Connection, not real-time teaching, is the priority
Remote teaching during this pandemic will not replicate the classroom experience. Last Friday, Stephen Lecce, Ontario’s minister of education, announced the government expects teachers to embrace virtual classes in real time, also known as synchronous learning, to restore the classroom experience and feeling for kids.
Educators have sounded alarms about the problems with at-home learning that will only be made worse with synchronous classes, including unequal access to technology, privacy concerns, and varying levels of parental support. Synchronous learning cannot recreate the classroom. Forcing learning to occur at the same time and in the same ways will compound inequities. If there is a hopeful sign it may be that Lecce recognizes the best education values relationships.
The ministry’s memo states the directive for synchronous learning responds to parents and students looking for ways to interact with their teachers. A recent Angus Reid poll of Canadian children ages 10 to 17 reports that students want greater connection. While children report keeping up with learning at home, they are unmotivated and dislike it. More than half of children said it’s their friends they miss the most.
Educators are attempting to leverage the face-to-face relationships established with students to make remote instruction work. Teachers have checked-in with families by video conference, phone or email since school closures. Many have posted videos of themselves reading or giving instructions, some even making headlines for bicycling through neighbourhoods to encourage kids to stay fit. Despite teachers’ efforts, feelings of disconnection and dissatisfaction with home learning persist.

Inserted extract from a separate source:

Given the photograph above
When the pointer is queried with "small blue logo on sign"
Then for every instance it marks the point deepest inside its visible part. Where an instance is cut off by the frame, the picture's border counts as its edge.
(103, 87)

The Learn at Home program has prioritized curriculum over connection. Lecce stated when schools closed that students’ academic achievement would continue with discipline and commitment. The ministry, while assuring students their grades will not go down, still requires teachers to provide a final report card.
Teachers have rapidly learned new software to transmit information to their classes in large measure through asynchronous learning, meaning that students learn the same material but at their own pace. For example, a teacher posts an assignment online to be returned by a certain date.
Asynchronous remote learning is far from ideal, but the best option during the pandemic. Parents are supporting the learning of children with different needs, while possibly coping with work schedules, health issues, economic uncertainty and more.
Perhaps Lecce’s drive for synchronous learning signals an awareness that the Learn at Home program is problematic. The unprecedented move to remote teaching necessitated a one-size-fits-all approach to the delivery of content. Long discredited, this model reduces teaching to depositing knowledge into the minds of passive students. Lecce is correct that such learning does not replicate what students are missing in the classroom.
Good classroom learning is an active and creative process among a community of learners. Ideally, teachers use flexible and responsive methods to reach the needs of diverse learners. Students discover, create and wrestle with ideas together. This kind of learning encourages students to be critical and engaged thinkers. Education is largely about connections — between teacher and student, among students, and to the world.
If this recent insistence on synchronous learning is a recognition of the value of connection to promote belonging and to motivate students, then the ministry needs to support educators in prioritizing positive relationships essential to learning. Teachers are keenly aware that the emotional and social supports they provide are what drives student success.
Teachers need to be empowered to use their judgment about what this form of learning requires in the same flexible and responsive ways they do in the classroom. To be sure, this will require significant efforts on the part of teachers, who may need to offer virtual lessons for individual, struggling students or checkins to ensure the well-being of students.
But the Ministry of Education needs to relax its expectations that students will complete the usual curriculum and perhaps focus more on the social services that are integral to education. Whatever the response, it will be good education if the priority is connection before curriculum.